PierreBSC / Viral-Track

MIT License
54 stars 27 forks source link

error in Viral_Track_scanning.R #23

Open Shiywa opened 1 year ago

Shiywa commented 1 year ago

Hi, thanks for your work, I just hava a question about the Viral_Track_scanning.R. If there is no any mapping of virus, will it report an error like following?

Loading of the libraries.... ... done ! Warning message:
Output directory does not exist ! Creating it ! 
1 Fastq files are going to be processed ! 
Mapping step2_hgmm_100_R2_extracted.fastq file 
Aug 03 17:58:15 ..... started STAR run
Aug 03 17:58:15 ..... loading genome
Aug 03 17:58:26 ..... started 1st pass mapping
Aug 03 17:58:46 ..... finished 1st pass mapping
Aug 03 17:58:46 ..... inserting junctions into the genome indices
Aug 03 17:59:53 ..... started mapping
Aug 03 18:00:13 ..... finished mapping
Aug 03 18:00:16 ..... started sorting BAM
Aug 03 18:00:30 ..... finished successfully
Mapping ofstep2_hgmm_100_R2_extracted.fastq done ! 
All fastq files have been mapped successfully 
Starting the BAM file analysis 
Indexing of the bam file for step2_hgmm_100_R2_extracted is done 
Computing stat file for the bam file for step2_hgmm_100_R2_extracted is done 
Checking the mapping quality of each virus... 
Export of the viral SAM file done for step2_hgmm_100_R2_extracted 
Error in { : task 1 failed - "the condition has length > 1"
Calls: %dopar% -> <Anonymous>
GhobrialMoheb commented 1 year ago

Hi I can't run "Viral_Track_scanning.R", did you run it in windows or linux R?

I get this error message, despite having Biostrings installed Loading of the libraries.... Error in library(Biostrings) : there is no package called ‘Biostrings’ Calls: suppressMessages -> withCallingHandlers -> library Execution halted

Shiywa commented 1 year ago

I don't have any error about the packages.

GhobrialMoheb commented 1 year ago

Thanks for your reply, may you please guide me as to how you made it work to this step?

Shiywa commented 1 year ago

Thanks for your reply, may you please guide me as to how you made it work to this step?

sorry, I haven't finished a successful test now. I used it firstly today.

GhobrialMoheb commented 1 year ago

This is my status now:

Export of the viral SAM file done for hgmm_100_R2_extracted Error in { : task 1 failed - "different row counts implied by arguments" Calls: %dopar% -> In addition: Warning messages: 1: In dir.create(paste(k, "Viral_BAM_files", sep = "")) : '/mnt/c/Users/mohebg/Desktop//Viral_Track/Test_COVID//hgmm_100_R2_extracted/Viral_BAM_files' already exists 2: executing %dopar% sequentially: no parallel backend registered Execution halted

@Shiywa, same as you. Did you find a solution?

zorglubz-coder commented 1 year ago

Hi, I do have the exact same issue as @Shiywa . After some understanding of the code, it seems that the if statment line 343 of Viral_Track_scanning.R is at fault.

if (class(Viral_reads_contents)=="numeric") { Viral_reads_contents = matrix(Viral_reads_contents_mean,ncol = 4) }

The class of Viral_reads_contents is "matrix" "array" which leads to the issue observed since if only wants one class. This code seems useless since the variable "Viral_reads_contents_mean" is not defined at this step.

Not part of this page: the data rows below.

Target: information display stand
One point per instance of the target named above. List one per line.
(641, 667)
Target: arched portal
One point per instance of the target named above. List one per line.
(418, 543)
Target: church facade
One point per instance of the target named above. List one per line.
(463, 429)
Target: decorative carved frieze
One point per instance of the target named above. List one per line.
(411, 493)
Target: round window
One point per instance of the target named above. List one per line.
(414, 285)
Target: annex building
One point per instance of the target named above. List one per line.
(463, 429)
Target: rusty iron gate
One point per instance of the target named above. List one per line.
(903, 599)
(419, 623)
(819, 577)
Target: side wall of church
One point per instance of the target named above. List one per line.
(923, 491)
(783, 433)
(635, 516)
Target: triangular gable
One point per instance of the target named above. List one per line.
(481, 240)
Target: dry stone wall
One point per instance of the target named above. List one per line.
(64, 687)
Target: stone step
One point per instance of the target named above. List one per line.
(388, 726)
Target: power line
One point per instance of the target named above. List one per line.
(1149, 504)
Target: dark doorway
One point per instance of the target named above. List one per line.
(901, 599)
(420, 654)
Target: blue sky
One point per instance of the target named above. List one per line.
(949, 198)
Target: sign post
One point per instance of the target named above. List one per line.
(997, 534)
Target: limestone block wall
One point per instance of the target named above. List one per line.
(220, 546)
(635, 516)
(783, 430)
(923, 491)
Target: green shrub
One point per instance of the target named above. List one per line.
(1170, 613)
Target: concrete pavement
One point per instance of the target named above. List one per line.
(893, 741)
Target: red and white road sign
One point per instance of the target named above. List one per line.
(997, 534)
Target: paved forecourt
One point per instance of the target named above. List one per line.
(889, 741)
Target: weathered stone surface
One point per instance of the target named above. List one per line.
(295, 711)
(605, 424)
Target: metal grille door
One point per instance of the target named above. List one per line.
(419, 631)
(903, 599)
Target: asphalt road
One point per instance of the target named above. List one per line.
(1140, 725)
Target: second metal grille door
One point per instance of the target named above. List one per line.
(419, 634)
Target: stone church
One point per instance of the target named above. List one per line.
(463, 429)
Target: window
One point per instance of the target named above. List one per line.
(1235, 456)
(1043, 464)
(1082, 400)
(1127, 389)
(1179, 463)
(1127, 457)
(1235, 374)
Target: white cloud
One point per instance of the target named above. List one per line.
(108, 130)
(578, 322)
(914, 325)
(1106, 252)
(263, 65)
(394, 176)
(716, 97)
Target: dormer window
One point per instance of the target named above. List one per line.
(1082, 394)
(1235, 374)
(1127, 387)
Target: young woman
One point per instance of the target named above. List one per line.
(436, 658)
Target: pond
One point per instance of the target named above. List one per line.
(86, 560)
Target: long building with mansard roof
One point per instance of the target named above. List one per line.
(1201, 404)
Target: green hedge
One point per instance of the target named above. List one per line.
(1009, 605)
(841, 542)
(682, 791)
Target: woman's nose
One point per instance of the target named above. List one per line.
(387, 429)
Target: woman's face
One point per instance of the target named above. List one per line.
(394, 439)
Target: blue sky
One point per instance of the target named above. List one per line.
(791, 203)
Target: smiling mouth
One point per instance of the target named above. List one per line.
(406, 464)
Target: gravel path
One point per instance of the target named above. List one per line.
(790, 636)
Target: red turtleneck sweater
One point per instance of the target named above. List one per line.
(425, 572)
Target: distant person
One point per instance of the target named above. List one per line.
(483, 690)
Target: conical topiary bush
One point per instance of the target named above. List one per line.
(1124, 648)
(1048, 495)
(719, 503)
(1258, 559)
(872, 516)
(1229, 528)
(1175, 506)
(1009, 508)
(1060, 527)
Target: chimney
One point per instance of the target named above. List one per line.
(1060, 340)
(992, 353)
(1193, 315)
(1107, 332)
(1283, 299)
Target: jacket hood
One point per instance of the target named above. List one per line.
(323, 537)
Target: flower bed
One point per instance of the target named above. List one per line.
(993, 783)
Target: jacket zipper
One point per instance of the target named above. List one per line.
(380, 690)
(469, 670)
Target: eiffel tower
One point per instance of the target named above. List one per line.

I would suggest that you just delete this part, and try to run again. (I am currently running it, I hope this solved the issue)

From my understanding of the code, you can already see if you have virus mapped at this step if you look at the file output_folder/fasta_file_name_extracted/Count_chromosomes.txt

Please let me know if this helps.

zorglubz-coder commented 1 year ago

Hi @GhobrialMoheb,

From my experience you should delete everything from your output folder starting from scratch every time. (remove unsuccessful attempt to run the viral track).

And I am running everything on Ubuntu. (you can easily install Ubuntu on windows 10), but I have no idea why you have issue.

mohebg commented 1 year ago

@zorglubz-coder , thanks for the comment.

The issue I have realized is that "BAM_file@elementMetadata$seq" at step 338 yields NULL.

Yes, I do clear the output folder. I also use Ubuntu in Windows.

May I ask you, which FASTQ files you are doing the trial on? Did your trial work?

zorglubz-coder commented 1 year ago

I did not do a trial, and I never finished one analysis of my data, so I am by no mean an expert.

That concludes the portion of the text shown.